Harian Bisnis Indonesia     17 Jan 2022

Restitusi Menggembosi Target Pajak

Bisnis, JAKARTA — Setelah sempat lenggang kangkung lantaran optimistis mampu mempertahankan pencapaian target penerimaan pajak pada tahun ini, otoritas fiskal patut tanggap untuk menutup lubang kebocoran pajak sejalan dengan dilonggarkannya ketentuan mengenai restitusi yang berisiko menggerus pendapatan negara.

Pelonggaran ketentuan restitusi atau pembayaran kembali pajak itu termaktub di dalam Peraturan Menteri Keuangan (PMK) No. 209/PMK.03/2021 tentang perubahan kedua atas PMK No. 39/PMK.03/2018 tentang Tata Cara Pengembalian Pendahuluan Kelebihan Pembayaran Pajak.

Dalam regulasi tersebut, pemerintah menyesuaikan jumlah batas lebih bayar restitusi Pajak Pertambahan Nilai (PPN) bagi Pengusaha Kena Pajak (PKP) yang memenuhi persyaratan sebagai wajib pajak persyaratan tertentu menjadi Rp5 miliar.

Angka batas tersebut jauh lebih tinggi dibandingkan dengan ketentuan sebelumnya yang hanya Rp1 miliar.

Kondisi ini membuka kesempatan bagi lebih banyak wajib pajak yang termasuk ke dalam PKP untuk mengajukan restitusi atau pembayaran kembali pajak.

Kebijakan ini sekaligus berisiko menggembosi potensi penerimaan pajak yang tahun ini ditargetkan mencapai Rp1.265 triliun sebagaimana tertuang di dalam Anggaran Pendapatan dan Belanja Negara (APBN) 2022.

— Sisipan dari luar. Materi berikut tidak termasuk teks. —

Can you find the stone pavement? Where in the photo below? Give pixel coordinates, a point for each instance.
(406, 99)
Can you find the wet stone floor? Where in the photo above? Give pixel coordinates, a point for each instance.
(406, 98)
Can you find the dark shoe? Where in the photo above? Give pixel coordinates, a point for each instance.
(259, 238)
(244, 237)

Anggota Kamar Dagang dan Industri (Kadin) Indonesia Bidang Kebijakan Moneter dan Jasa Keuangan Ajib Hamdani mengatakan, kebijakan restitusi memperbesar risiko fiskal pemerintah karena pengurang penerimaan pajak berpotensi kian besar.

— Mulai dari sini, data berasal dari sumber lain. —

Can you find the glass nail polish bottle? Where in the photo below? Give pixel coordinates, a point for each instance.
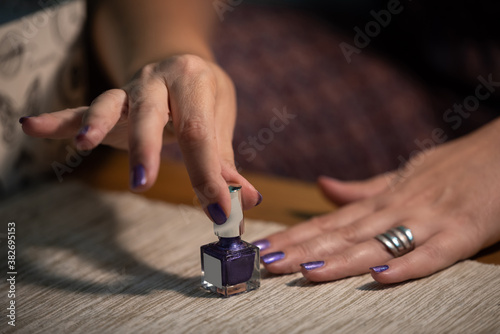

“Restitusi ini akan menjadi pengurang langsung atas penerimaan pajak yang ada,” kata dia kepada Bisnis, akhir pekan lalu.

Menurutnya, tanpa adanya pelonggaran aturan, potensi kenaikan restitusi pada tahun ini cukup besar sejalan dengan masih dibutuhkannya pendampingan fiskal kepada masyarakat dan dunia usaha untuk menjaga momentum pemulihan ekonomi.

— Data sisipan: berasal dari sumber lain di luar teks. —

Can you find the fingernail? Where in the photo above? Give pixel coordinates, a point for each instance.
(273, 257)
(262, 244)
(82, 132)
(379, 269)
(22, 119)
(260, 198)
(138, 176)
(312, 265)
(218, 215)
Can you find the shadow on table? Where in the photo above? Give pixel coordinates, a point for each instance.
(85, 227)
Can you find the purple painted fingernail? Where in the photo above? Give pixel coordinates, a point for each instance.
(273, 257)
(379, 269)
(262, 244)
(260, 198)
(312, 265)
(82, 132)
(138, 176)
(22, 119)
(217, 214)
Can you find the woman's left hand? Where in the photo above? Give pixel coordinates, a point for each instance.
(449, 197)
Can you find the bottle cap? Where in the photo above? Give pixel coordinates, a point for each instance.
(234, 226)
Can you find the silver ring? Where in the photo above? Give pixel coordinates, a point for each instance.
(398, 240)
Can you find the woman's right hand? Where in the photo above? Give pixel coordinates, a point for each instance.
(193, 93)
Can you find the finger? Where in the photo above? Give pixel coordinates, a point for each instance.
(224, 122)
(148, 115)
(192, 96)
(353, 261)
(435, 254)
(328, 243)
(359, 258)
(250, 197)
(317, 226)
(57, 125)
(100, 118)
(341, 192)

Hal itu pun ditegaskan dalam data otoritas pajak yang mencatat realisasi restitusi pada tahun lalu mencapai Rp196,11 triliun, naik sebesar 13,98% dibandingkan dengan tahun sebelumnya yang senilai Rp171,9 triliun.

Pencairan restitusi didominasi oleh PPN Dalam Negeri yang mencapai Rp131,98 triliun, meningkat 12,36% dibandingkan dengan tahun sebelumnya, serta restitusi Pajak Penghasilan (PPh) Pasal 25/29 Badan sebesar Rp54,29 triliun, tumbuh 14,48% (year-on-year/YoY).

“Kalau angka restitusi terus meningkat pada 2022, maka pemerintah harus berhitung dengan lebih matang dalam membuat manajemen angka penerimaan,” ujarnya.

Hal senada disampaikan Pemerhati Pajak Center for Indonesia Taxation Analysis (CITA) Fajry Akbar, yang menilai pelonggaran restitusi membawa konsekuensi fiskal yang cukup besar.

Kendati hanya disasarkan pada PPN, menurutnya pemerintah perlu melakukan berbagai langkah antisipatif untuk meminimalisasi risiko tergerusnya penerimaan ne-gara yang pada tahun ini.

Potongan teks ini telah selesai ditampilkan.